JOPLIN, Mo. (AP) - A southwest Missouri man is expected to be arraigned later this week on charges that he killed a 61-year-old woman and dumped her body into a water-filled mine shaft.
Todd Greathouse, 53, of Webb City, is charged with first-degree murder in the May 29 strangulation death of Willanna Dunn, who rented a home from him in Joplin.
A probable-cause statement filed in Jasper County Circuit Court on Monday says Greathouse got into an argument with Dunn at the home she was renting from him and he choked her until she lost consciousness, the Joplin Globe (https://bit.ly/215VUnF ) reported.
Greathouse made sure the woman was dead by strangling her with a cord from a lamp, the affidavit says.
He stuffed her body into the trunk of his Volkswagen Beetle and drove to a property outside of Joplin owned by the operator of Hillbilly Pumping and Hauling, where Greathouse worked part time, investigators said.
He used wire and weed cutter cord to tie her to a rock, the affidavit says, and dropped her body into an abandoned mine shaft.
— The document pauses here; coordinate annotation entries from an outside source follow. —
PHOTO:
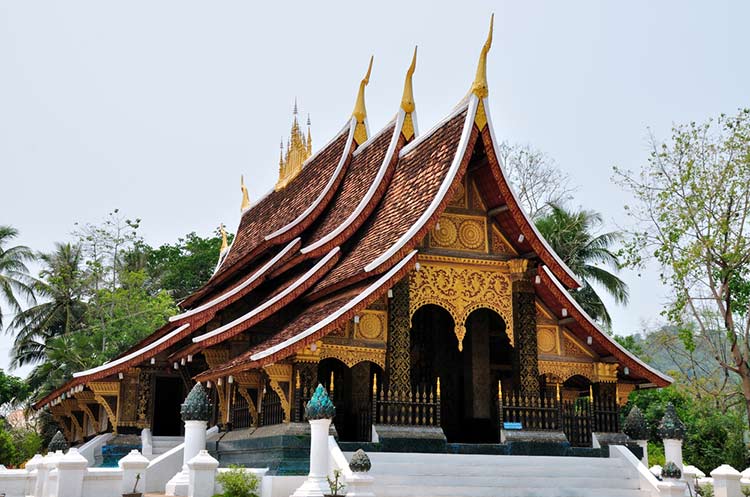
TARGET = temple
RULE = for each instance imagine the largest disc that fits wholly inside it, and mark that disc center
(399, 270)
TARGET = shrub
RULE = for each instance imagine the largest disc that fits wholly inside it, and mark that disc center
(237, 483)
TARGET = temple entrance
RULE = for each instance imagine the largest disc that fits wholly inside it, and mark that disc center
(468, 378)
(168, 396)
(351, 392)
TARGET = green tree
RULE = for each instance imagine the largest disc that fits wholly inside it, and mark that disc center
(14, 274)
(572, 236)
(183, 267)
(693, 213)
(62, 286)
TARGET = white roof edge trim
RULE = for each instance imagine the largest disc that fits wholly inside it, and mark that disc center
(132, 355)
(374, 137)
(575, 304)
(271, 301)
(515, 198)
(427, 214)
(341, 311)
(370, 192)
(323, 193)
(408, 148)
(271, 190)
(257, 274)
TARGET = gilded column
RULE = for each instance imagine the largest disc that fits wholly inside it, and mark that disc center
(398, 359)
(526, 360)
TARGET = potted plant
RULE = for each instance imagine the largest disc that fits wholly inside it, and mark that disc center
(335, 484)
(135, 492)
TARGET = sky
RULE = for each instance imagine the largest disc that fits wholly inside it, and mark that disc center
(157, 108)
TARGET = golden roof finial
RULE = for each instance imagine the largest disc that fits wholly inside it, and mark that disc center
(360, 113)
(479, 87)
(245, 196)
(224, 243)
(407, 100)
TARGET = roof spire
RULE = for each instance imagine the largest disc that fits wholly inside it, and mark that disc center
(479, 87)
(408, 129)
(407, 100)
(360, 113)
(245, 196)
(224, 243)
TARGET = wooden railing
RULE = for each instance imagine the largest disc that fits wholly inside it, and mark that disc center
(418, 408)
(547, 412)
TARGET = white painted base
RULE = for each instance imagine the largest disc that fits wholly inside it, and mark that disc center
(179, 484)
(313, 487)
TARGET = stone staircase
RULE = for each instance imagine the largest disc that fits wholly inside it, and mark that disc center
(164, 444)
(444, 475)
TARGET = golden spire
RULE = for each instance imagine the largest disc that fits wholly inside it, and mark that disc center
(360, 113)
(407, 100)
(479, 87)
(245, 196)
(224, 243)
(309, 137)
(297, 152)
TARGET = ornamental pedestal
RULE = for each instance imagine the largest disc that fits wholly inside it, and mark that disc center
(195, 412)
(319, 412)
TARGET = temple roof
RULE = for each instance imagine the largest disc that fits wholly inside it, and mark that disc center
(341, 231)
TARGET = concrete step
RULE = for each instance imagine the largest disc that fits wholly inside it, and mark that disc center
(495, 481)
(416, 490)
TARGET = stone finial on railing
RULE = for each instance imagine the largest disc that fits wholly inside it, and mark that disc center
(635, 425)
(360, 463)
(726, 481)
(671, 426)
(57, 443)
(671, 471)
(320, 405)
(197, 405)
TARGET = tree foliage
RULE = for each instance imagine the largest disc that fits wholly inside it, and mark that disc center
(573, 237)
(693, 213)
(536, 178)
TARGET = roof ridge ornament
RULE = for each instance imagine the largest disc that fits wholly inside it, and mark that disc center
(479, 87)
(407, 100)
(245, 196)
(360, 112)
(224, 243)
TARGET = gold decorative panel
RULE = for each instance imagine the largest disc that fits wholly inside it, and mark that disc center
(459, 198)
(461, 286)
(372, 326)
(352, 356)
(547, 340)
(460, 232)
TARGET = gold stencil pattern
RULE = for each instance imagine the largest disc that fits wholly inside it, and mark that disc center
(460, 290)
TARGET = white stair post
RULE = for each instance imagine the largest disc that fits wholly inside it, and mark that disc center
(133, 468)
(202, 475)
(672, 431)
(726, 481)
(319, 412)
(195, 412)
(70, 471)
(32, 466)
(359, 483)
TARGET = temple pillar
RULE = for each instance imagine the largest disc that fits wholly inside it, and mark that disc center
(398, 358)
(526, 360)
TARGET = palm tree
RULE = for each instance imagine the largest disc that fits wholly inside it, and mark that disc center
(14, 275)
(572, 236)
(62, 284)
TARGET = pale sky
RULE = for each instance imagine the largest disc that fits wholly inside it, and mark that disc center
(156, 108)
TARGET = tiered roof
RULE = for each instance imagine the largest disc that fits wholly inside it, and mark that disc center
(315, 252)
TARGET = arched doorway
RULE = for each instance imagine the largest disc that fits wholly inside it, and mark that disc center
(351, 392)
(468, 378)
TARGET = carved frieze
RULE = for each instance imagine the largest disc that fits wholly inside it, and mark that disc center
(460, 232)
(460, 287)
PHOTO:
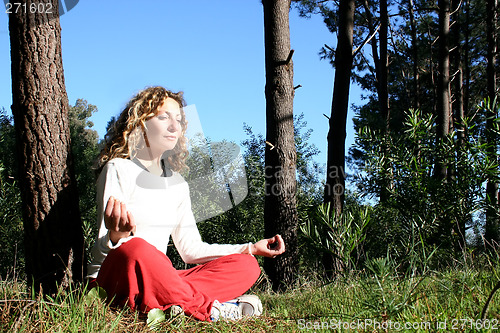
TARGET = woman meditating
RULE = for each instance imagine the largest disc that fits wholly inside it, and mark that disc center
(143, 201)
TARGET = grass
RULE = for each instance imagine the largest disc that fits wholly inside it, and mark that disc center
(378, 300)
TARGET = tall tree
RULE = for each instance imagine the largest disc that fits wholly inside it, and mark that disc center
(443, 86)
(280, 211)
(491, 228)
(52, 223)
(335, 177)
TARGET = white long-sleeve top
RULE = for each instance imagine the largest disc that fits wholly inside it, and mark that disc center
(161, 208)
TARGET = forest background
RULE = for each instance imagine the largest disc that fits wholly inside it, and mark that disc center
(423, 169)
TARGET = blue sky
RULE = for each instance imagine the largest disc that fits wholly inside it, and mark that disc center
(211, 50)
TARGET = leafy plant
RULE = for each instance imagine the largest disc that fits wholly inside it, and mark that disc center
(341, 236)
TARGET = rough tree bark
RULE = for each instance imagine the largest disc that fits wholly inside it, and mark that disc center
(53, 233)
(335, 178)
(491, 232)
(280, 211)
(443, 84)
(334, 193)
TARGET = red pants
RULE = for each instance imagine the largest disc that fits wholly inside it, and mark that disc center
(139, 275)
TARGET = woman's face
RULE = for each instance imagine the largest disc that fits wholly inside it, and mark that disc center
(164, 129)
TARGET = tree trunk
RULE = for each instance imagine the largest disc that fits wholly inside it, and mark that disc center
(335, 178)
(415, 57)
(443, 92)
(280, 211)
(491, 233)
(456, 170)
(52, 224)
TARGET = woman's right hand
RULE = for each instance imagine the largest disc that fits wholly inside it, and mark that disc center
(118, 220)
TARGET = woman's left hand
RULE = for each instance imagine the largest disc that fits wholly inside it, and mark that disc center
(270, 247)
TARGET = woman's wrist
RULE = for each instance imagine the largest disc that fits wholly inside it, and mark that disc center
(115, 236)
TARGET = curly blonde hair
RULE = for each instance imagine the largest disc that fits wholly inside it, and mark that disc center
(127, 130)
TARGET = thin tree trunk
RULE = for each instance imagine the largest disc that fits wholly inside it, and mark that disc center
(443, 93)
(335, 178)
(491, 233)
(280, 211)
(456, 172)
(414, 51)
(52, 224)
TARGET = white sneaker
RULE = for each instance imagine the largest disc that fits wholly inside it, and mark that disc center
(235, 309)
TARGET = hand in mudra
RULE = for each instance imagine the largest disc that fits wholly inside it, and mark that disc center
(269, 247)
(118, 220)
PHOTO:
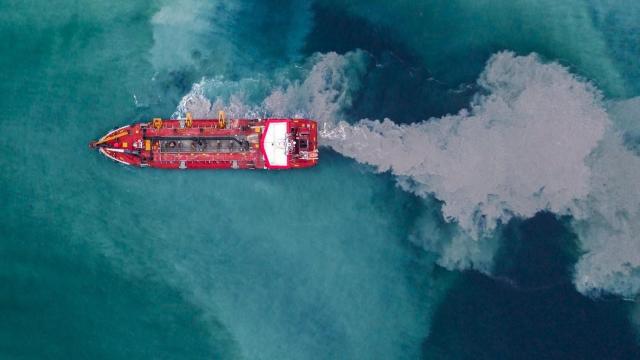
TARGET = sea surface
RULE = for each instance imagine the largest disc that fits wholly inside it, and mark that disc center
(494, 214)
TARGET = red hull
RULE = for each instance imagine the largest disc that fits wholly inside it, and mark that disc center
(214, 144)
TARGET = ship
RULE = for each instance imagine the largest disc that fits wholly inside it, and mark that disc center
(188, 143)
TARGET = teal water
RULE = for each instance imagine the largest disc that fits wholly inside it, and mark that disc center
(102, 261)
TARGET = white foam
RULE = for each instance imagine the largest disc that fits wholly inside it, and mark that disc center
(325, 88)
(539, 140)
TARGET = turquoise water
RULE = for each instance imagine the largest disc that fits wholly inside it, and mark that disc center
(102, 261)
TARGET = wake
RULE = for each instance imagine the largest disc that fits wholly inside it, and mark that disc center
(536, 138)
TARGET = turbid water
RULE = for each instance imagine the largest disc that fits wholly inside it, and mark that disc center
(432, 258)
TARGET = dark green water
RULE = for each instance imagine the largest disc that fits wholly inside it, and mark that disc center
(101, 261)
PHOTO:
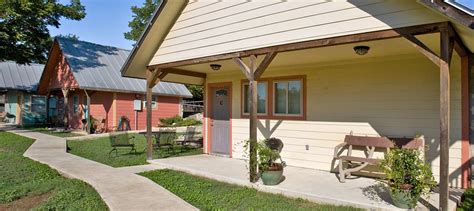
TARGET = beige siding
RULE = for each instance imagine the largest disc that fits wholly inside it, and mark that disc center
(388, 98)
(214, 27)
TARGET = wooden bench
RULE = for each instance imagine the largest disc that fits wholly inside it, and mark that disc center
(370, 144)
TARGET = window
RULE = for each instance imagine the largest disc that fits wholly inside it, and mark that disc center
(53, 102)
(38, 104)
(277, 98)
(262, 96)
(75, 104)
(288, 97)
(154, 103)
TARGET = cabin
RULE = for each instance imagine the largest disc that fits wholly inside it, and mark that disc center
(311, 72)
(19, 103)
(82, 83)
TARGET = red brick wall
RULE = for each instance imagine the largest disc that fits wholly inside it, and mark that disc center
(102, 106)
(167, 107)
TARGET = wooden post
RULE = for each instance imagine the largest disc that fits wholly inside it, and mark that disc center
(446, 53)
(88, 115)
(152, 80)
(66, 108)
(253, 119)
(253, 73)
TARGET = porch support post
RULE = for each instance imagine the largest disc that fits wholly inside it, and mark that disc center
(66, 108)
(447, 44)
(152, 78)
(88, 114)
(253, 72)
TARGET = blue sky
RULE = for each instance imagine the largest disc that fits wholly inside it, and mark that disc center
(105, 22)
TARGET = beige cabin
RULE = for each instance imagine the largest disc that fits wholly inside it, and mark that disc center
(291, 70)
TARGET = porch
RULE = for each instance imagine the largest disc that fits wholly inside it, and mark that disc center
(314, 185)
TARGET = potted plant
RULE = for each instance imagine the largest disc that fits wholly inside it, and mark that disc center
(408, 176)
(270, 171)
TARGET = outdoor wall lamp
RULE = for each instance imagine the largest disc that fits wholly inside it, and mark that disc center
(215, 67)
(361, 50)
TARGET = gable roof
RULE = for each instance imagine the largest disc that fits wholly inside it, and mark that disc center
(14, 76)
(211, 29)
(97, 67)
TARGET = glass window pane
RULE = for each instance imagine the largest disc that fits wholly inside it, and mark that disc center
(280, 97)
(246, 98)
(294, 97)
(261, 97)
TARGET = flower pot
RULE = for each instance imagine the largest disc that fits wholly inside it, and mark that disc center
(272, 176)
(401, 199)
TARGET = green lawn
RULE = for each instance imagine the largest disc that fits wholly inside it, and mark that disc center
(467, 200)
(207, 194)
(98, 150)
(53, 132)
(26, 184)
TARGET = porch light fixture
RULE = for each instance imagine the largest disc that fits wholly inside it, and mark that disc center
(215, 67)
(361, 50)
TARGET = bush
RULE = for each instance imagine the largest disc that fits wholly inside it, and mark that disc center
(407, 173)
(178, 121)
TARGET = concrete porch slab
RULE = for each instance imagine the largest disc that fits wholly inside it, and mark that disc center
(314, 185)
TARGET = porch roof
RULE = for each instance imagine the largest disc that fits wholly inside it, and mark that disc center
(176, 47)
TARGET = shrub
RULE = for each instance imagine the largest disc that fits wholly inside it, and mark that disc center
(407, 173)
(178, 121)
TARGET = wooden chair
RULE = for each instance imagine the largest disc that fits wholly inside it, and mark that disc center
(121, 140)
(369, 144)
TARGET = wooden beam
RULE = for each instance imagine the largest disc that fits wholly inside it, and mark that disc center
(184, 72)
(88, 114)
(153, 76)
(422, 48)
(461, 49)
(446, 50)
(66, 107)
(450, 11)
(347, 39)
(243, 67)
(465, 122)
(152, 80)
(264, 64)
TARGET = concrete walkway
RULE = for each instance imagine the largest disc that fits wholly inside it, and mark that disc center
(120, 189)
(310, 184)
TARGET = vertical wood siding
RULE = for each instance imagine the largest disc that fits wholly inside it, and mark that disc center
(397, 98)
(208, 28)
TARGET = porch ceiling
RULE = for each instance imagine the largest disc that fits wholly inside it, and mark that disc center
(380, 49)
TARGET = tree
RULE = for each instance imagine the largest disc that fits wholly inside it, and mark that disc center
(24, 34)
(140, 19)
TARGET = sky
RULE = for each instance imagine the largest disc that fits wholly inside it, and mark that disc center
(105, 22)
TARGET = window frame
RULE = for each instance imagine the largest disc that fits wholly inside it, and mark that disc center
(74, 104)
(270, 113)
(287, 101)
(152, 107)
(244, 83)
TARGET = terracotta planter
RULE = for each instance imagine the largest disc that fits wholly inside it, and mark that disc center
(401, 199)
(272, 176)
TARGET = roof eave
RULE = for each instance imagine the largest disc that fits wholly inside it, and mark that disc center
(450, 11)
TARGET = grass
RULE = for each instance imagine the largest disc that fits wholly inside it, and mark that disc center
(98, 150)
(24, 181)
(207, 194)
(53, 132)
(467, 200)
Searchers retrieved the body on the night of June 1.
“She was very deep down there,” police Capt. Bob Higginbotham said. “We couldn’t get her out and had to have divers go in to get her.”
Greathouse came under suspicion when he and his wife failed to tell police, who came to their Webb City home looking for Dunn on May 29, that she was living in a house they owned.
A day later, the Greathouses went to the police station in Joplin to report they had been to Dunn’s house and were concerned that she had left the dogs alone.
The following day, May 31, Joplin police arrested Greathouse on a warrant for failure to appear on a misdemeanor marijuana charge. He was questioned again about Dunn’s disappearance, Higginbotham said.
Investigators went to his employer’s property on June 1 and had noted several “things of interest” on the property by the time the owner decided to revoke the consent to search that his wife had granted.
After obtaining a search warrant, investigators returned to the site with assistance of city firefighters, the Missouri State Highway Patrol, Jasper County sheriff’s deputies and the 4 State Search and Rescue group’s cadaver dogs.
Greathouse is scheduled for arraignment on Thursday, when prosecutors say it’s likely he will request and be appointed a public defender.
He was in custody Tuesday, and a phone number for his household could not be found.